Hacker News new | ask | show | jobs
by jesuscyborg 2045 days ago
Yes. ASCII uses \b as the combining character mark which is a convention that's always been widely supported by typesetting programs such as less and nroff. For example, A\b_ is A̲, and you can do the same thing with apostrophe and tilde for accent marks. There's also UNICODE emojis where two codepoints in sequence get joined together as a single glyph. Never underestimate the creative ways text can be used, or that standards just codify a long history of practices.
1 comments

Er, I was asking about unicode joining, not this roff \b thing. Sorry for the confusion. I'm aware that multiple-codepoint unicode glyphs exist; I'm asking if any of those involve a codepoint in the ASCII (1-127) range which cannot be normalized to a single codepoint (e.g., e + ' normalizes to a single codepoint é).

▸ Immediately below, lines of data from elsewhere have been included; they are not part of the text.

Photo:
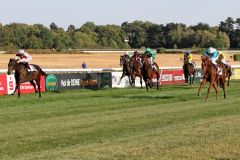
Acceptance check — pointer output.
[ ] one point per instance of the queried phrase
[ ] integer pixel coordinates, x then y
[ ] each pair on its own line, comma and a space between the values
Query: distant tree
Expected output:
200, 26
110, 36
61, 40
238, 23
136, 33
83, 40
221, 41
154, 36
88, 27
53, 26
71, 28
204, 39
228, 27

Of course. Take for example mͫ (m+m) there's no way to represent that as a single codepoint. Combining marks can also be overlaid multiple times, e.g. m͚ͫ (m+m+∞) so the number of glyphs you can create is limitless. There's only a tiny number of the combinations that are possible which have a tinier normalized form. The new UNICODE combining marks work by almost exactly the same principles as the \b ASCII combining mark. That's why I mentioned it earlier.
Thanks!